Wednesday, September 8, 2021

Moving in to 3-floor building, landlord provides the internet, doesn't let us run LAN cables between the floors.

I work in an SMB with ~100 employees and we got three offices with one of them being the main office where all our servers sit at (emails, AD, file serers etc.)

Each of the secondary offices is connected with its own subnet, through a VPN tunnel to the main office and we only got seperate phone system servers and WSUSs in each of them, nothing else.

We are now moving one of the secondary offices to a new building which will be 3 floors big. The floors are not wired to see each other but they have two cables each, going to a data cabinnet on the ground floor. These cables are being used by the landlord to provide an internet connection to each floor (one cable for internet and one backup). Our lease contract is for 750Mbps internet spread at a fixed ratio of our liking for each floor.

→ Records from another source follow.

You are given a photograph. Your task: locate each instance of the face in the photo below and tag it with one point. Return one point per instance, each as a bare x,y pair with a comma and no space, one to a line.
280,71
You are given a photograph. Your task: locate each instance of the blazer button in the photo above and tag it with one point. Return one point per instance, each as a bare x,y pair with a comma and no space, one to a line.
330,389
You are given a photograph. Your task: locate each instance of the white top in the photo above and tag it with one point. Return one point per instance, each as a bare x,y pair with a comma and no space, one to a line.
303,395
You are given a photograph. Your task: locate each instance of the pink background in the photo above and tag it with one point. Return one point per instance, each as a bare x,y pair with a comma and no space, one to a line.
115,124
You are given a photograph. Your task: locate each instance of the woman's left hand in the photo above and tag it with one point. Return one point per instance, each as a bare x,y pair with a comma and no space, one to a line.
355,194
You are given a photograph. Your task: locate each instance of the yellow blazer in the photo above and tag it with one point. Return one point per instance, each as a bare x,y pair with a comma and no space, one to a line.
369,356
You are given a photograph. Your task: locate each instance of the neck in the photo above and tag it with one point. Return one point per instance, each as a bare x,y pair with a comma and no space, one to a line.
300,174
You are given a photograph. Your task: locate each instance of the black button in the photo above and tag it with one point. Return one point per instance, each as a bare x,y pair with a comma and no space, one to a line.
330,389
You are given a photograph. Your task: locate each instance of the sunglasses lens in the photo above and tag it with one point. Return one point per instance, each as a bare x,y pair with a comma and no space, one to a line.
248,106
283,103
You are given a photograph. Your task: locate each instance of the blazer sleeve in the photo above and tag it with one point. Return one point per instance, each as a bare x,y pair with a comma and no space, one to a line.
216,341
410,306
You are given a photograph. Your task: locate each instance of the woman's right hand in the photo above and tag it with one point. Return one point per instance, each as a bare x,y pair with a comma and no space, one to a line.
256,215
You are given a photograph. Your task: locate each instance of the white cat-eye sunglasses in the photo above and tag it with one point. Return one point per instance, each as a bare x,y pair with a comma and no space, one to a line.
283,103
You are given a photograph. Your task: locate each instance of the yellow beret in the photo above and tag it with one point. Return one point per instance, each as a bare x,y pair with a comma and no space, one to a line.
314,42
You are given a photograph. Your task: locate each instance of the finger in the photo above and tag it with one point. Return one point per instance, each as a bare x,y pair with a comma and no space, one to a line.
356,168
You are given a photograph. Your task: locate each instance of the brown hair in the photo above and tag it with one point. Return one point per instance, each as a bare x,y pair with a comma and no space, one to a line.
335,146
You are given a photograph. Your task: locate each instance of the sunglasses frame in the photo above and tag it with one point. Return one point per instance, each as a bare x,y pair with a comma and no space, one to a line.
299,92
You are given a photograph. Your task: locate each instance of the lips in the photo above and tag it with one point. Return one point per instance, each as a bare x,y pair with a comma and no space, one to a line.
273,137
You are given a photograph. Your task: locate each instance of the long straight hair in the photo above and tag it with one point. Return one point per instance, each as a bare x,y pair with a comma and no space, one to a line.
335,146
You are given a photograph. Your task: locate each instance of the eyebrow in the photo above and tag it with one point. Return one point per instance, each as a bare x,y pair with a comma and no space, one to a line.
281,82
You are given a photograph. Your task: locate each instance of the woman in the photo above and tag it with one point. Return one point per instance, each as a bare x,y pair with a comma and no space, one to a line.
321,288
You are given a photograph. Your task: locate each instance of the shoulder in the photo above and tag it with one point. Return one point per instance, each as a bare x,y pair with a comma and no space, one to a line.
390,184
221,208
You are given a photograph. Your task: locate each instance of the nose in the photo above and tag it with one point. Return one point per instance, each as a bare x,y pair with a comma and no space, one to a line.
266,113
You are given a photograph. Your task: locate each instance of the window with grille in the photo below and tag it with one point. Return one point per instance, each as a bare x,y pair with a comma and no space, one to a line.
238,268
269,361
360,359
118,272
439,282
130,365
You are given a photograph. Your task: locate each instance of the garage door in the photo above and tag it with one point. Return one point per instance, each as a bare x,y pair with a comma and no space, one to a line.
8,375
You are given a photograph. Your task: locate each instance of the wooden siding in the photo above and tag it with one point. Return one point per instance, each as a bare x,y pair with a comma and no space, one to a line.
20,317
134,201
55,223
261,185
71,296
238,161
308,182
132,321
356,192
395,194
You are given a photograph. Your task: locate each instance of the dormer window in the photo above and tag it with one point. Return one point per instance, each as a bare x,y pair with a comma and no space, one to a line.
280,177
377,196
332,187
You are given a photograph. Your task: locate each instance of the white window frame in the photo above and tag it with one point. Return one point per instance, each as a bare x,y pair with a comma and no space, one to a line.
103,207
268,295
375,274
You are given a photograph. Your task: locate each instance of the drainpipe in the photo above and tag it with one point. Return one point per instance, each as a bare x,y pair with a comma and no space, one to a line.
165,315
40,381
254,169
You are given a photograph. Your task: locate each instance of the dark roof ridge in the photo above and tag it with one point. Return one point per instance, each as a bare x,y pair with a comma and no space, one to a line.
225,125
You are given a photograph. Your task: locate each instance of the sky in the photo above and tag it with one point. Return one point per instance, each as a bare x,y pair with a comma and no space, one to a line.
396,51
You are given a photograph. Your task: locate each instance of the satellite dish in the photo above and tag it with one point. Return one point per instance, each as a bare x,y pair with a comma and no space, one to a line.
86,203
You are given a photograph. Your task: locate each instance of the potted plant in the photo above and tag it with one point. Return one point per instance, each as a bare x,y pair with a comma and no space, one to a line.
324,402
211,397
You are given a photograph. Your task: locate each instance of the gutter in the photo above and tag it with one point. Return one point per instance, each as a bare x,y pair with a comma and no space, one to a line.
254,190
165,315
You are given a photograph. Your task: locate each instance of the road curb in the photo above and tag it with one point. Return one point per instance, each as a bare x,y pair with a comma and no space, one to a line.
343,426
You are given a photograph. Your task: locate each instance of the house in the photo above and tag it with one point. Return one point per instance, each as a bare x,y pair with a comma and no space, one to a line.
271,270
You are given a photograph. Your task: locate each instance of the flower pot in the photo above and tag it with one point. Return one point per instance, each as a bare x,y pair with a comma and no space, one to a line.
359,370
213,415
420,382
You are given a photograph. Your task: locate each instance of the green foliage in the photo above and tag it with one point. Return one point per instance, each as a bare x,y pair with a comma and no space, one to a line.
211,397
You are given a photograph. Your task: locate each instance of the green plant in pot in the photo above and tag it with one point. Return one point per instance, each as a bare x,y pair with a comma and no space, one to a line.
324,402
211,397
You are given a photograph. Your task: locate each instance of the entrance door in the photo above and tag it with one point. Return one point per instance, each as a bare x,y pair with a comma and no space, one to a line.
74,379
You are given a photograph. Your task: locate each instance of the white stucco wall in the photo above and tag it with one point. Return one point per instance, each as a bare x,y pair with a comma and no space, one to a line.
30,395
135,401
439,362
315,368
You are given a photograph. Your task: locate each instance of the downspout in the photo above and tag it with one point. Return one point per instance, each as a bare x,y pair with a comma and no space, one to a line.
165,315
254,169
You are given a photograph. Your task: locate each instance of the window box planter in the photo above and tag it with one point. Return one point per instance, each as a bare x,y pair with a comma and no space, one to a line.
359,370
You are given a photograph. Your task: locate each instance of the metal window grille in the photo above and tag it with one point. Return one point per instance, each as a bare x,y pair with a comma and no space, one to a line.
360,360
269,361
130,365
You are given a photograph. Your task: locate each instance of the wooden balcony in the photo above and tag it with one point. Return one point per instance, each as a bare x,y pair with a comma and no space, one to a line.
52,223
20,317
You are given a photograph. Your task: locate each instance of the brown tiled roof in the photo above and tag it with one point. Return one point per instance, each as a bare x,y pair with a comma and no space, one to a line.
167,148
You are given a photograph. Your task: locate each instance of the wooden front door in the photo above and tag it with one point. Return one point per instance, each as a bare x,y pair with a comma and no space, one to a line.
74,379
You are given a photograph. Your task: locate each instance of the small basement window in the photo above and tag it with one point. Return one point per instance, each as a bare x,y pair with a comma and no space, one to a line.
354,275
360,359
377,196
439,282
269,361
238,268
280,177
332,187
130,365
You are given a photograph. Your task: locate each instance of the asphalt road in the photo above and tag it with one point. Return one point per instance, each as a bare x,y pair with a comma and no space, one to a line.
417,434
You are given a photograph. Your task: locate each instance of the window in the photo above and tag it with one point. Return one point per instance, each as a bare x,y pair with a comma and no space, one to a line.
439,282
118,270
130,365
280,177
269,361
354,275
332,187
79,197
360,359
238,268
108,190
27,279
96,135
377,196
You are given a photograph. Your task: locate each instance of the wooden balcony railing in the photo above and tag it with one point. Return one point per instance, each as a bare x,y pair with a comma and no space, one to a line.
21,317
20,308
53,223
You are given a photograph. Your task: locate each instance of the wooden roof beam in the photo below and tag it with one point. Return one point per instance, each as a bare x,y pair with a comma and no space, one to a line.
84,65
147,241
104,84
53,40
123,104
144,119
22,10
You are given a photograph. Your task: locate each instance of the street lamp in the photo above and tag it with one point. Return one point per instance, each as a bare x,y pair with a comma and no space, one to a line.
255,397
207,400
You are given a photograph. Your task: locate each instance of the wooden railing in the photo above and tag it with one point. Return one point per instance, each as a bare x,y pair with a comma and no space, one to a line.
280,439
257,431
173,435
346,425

The problem I see here is that each floor has to be treated as a whole office, requiring us to install a router, a WSUS server, a phone system server and a different subnet for the new VPN tunnel to the main office ... for each floor.

I've proposed that we should use one of the two cables from each floor, to install a switch on the landlord's data cabinet, right before their router, to create a link between the floors. Then we can use one of the backup cables on one floor to connect it to the landlor's router for internet access.

https://imgur.com/a/CfPOfg7

Our company doesn't mind installing seperate servers/routers on each floor but I think it adds unnecessary complexity.

What do you guys think? Do you see any other selling points here?